Uploaded PDF Not Analyzed Correctly in ChatGPT

PDF uploaded fine but ChatGPT misses tables, skips pages, or invents numbers. The fix is almost always the extraction layer, not the model. Step-by-step diagnosis with current limits.

Published: May 17, 2026 Updated: Jun 15, 2026 Author: AI Productivity Guide Team 🌐 查看中文版本

ChatGPT does not “see” your PDF the way you do. On the Free, Go, Plus, and Pro plans, PDF ingestion is text-only: a parser pulls out the selectable text layer, builds a private semantic index, and the model answers from retrieved fragments of that index. If the text layer is bad — scanned pages with no text at all, multi-column layouts extracted out of order, tables flattened into a run-on number stream, embedded subset fonts that decode to garbage, image-only pages — the model is summarizing noise, and the answer is wrong. Figures and charts are dropped entirely (only ChatGPT Enterprise’s “Visual Retrieval with PDFs” feature reads them in-chat, as of June 2026).

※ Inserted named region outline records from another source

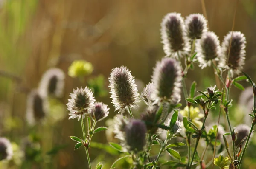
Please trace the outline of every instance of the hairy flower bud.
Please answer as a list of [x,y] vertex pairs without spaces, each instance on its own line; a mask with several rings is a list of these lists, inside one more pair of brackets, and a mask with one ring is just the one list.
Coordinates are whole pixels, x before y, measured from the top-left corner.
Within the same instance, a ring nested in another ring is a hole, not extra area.
[[91,116],[96,121],[99,121],[108,115],[109,108],[108,106],[102,102],[95,103],[90,111]]
[[30,92],[27,99],[26,119],[30,125],[35,125],[44,119],[48,113],[49,105],[46,98],[37,90]]
[[116,111],[122,113],[125,109],[134,107],[139,102],[139,93],[134,77],[126,67],[112,69],[108,79],[111,98]]
[[157,63],[151,81],[154,83],[152,98],[157,101],[166,101],[176,105],[180,98],[181,70],[174,59],[164,58]]
[[[232,40],[230,40],[232,37]],[[243,34],[230,31],[224,37],[221,44],[221,56],[219,66],[224,69],[227,65],[233,72],[239,74],[243,69],[245,60],[246,40]],[[228,58],[228,60],[227,61]]]
[[3,160],[10,160],[13,154],[12,144],[9,140],[0,138],[0,161]]
[[201,38],[202,34],[207,31],[207,23],[201,14],[193,14],[189,15],[185,20],[188,37],[191,40]]
[[[250,133],[250,127],[246,124],[239,124],[236,127],[235,132],[237,133],[236,134],[236,140],[235,142],[236,146],[240,145],[241,141],[245,137],[247,137]],[[251,134],[251,135],[252,134]],[[244,144],[245,142],[245,141],[244,140],[242,144]]]
[[162,43],[166,54],[177,57],[178,54],[187,54],[189,50],[189,43],[184,19],[180,14],[168,14],[163,18],[161,26]]
[[151,93],[153,88],[153,83],[149,83],[145,87],[143,88],[143,91],[140,94],[140,97],[145,103],[148,105],[151,105],[154,102],[154,100],[151,98]]
[[87,87],[73,90],[73,93],[70,95],[71,98],[68,99],[67,104],[67,110],[70,112],[69,119],[78,118],[79,120],[81,116],[84,118],[85,115],[94,106],[95,99],[93,94]]
[[53,68],[47,70],[43,76],[39,90],[41,95],[61,97],[63,93],[65,74],[62,70]]
[[213,32],[207,32],[195,44],[199,67],[202,69],[211,65],[212,60],[218,60],[221,47],[218,37]]
[[154,133],[157,127],[153,124],[159,107],[157,105],[149,106],[145,112],[140,115],[140,119],[146,124],[148,132]]
[[140,120],[132,119],[125,127],[126,146],[129,152],[143,150],[146,143],[147,128]]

That single fact reorders your whole debugging process: most “ChatGPT analyzed my PDF wrong” reports are extraction failures, not reasoning failures. Verify the extracted text first; only touch the model and the prompt after the input is known-good.

TL;DR

ChatGPT reads the text layer, not the page. No text layer (scanned/photo PDF) means no content reaches the model.
It does not reliably auto-OCR scans, and it ignores embedded images/charts on Free/Go/Plus/Pro. Fix that before upload.
Large files: the cap is 512 MB and 2 million tokens per file (as of June 2026). Beyond ~2M tokens the tail is silently dropped, so a 3,000-page report can look “half-read.”
The two highest-ROI fixes — OCR the scan, and convert complex tables to Markdown locally — clear roughly 70% of cases.
No-CLI 30-second fix to try first: open the PDF in Chrome or Edge, Print -> Save as PDF, re-upload. The browser rewrites the file with a clean text layer and often unsticks a PDF that ChatGPT refused with No text could be extracted from this file.
Confirm a fix by making ChatGPT quote one sentence verbatim and Ctrl+F-ing it in the source PDF.

Common causes

Ordered by hit rate, highest first.

1. Scanned pages have no text layer

The most common failure. PDFs from phone photos / paper scans look normal but each page is one big image. No text to extract — the model sees “[image]” and blanks, and answers “no content on that page.”

How to spot it: In a PDF reader (Preview / Adobe), try mouse-selecting text on the problem page. Can’t select = no text layer = scanned page.

2. Multi-column / complex layout extraction order is wrong

Academic papers / two-column magazine PDFs — the extractor often follows z-order (left-to-right, top-to-bottom) and interleaves the left column’s first paragraph with the right column’s first paragraph — sentences scrambled.

How to spot it: Ask it to “quote page 3 paragraph 1 verbatim” — output reads as oddly stitched sentences / no clear subject-verb chain = order is wrong.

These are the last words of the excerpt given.